According to Table 4, when the thickness of the second yoke is 0.2 mm, the possible clamping force is about 18.8 gf for 1.0 <Ma <3.0, about 80.8 gf for 3.0 <Ma <5.0, and 5.0 <Ma <7.0 About 188.5gf.

FIG. 5A is a graph showing the clamping force required for the disc diameter by disc thickness when the dimension Ca of the clamping region 20 is 3.0 <Ca <5.0. Here, when the clamping force which can be realized by Table 4 is 19 gf, this feasible clamping force tm satisfies the clamping force required by a disk having a 30 mm diameter among disks having a disc diameter dT of 30 mm, 47 mm and 50.8 mm. Let's do it. The same result can be obtained even when the thicknesses of the second yoke are 0.4 mm and 0.6 mm. On the other hand, clamping areas of 3.0 <Ca <5.0 cannot be applied to 47mm diameter discs and 50.8mm discs.

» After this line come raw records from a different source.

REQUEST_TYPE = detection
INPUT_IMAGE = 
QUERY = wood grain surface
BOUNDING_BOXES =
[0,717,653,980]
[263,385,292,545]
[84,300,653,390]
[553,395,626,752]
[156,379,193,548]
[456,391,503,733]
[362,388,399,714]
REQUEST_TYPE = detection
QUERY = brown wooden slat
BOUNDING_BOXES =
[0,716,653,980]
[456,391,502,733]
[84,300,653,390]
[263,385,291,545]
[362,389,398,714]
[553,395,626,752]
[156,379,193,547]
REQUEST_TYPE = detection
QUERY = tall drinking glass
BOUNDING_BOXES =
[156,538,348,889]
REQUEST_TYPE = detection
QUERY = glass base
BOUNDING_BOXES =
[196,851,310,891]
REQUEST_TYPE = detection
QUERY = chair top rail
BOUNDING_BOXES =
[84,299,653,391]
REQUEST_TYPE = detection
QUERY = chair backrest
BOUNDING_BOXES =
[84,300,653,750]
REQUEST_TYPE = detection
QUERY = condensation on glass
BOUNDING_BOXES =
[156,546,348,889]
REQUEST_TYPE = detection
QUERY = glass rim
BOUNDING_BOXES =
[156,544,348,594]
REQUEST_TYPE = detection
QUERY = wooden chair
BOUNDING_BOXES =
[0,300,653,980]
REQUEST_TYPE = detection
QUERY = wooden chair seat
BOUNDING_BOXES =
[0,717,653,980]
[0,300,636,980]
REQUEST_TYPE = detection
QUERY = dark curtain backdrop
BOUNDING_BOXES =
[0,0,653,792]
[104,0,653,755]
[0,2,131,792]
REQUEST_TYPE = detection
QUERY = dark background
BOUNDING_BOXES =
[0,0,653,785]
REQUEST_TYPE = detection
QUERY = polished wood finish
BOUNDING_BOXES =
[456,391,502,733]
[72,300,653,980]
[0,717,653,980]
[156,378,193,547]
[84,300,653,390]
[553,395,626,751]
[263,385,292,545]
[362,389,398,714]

FIG. 5B is a graph showing the clamping force required for the disc diameter by the disc thickness when the dimension Ca of the clamping region is 5.0 <Ca <7.0. Here, assuming that the feasible clamping force is 81 gf, this clamping force satisfies the clamping force required by a disk having a disc diameter dT of 30 mm, 47 mm and 50.8 mm. Here, considering that the size Ma of the magnet and the yoke is 3.0 <Ma <5.0 and the diameter of the spindle motor is 7.0mm, it is preferable that the dimension Ca of the clamping area is 5.0 <Ca <7.0mm.

FIG. 5C is a graph showing the clamping force required for the disc diameter by disc thickness when the dimension Ca of the clamping region is 7.0 <Ca <9.0 mm. Here, when the feasible clamping force is 188.5 gf, this clamping force satisfies the clamping force required for discs with disc diameters dT of 30 mm, 47 mm and 50.8 mm. In this case, therefore, all disks having a total diameter dT of 30 mm, 47 mm and 50.8 mm can be used. Here, as a result of analyzing the static deformation and the stress of the disk according to the change of the force required to remove the disk from the turntable, the deformation and stress of the disk in the required clamping force were not a problem to operate in the elastic region.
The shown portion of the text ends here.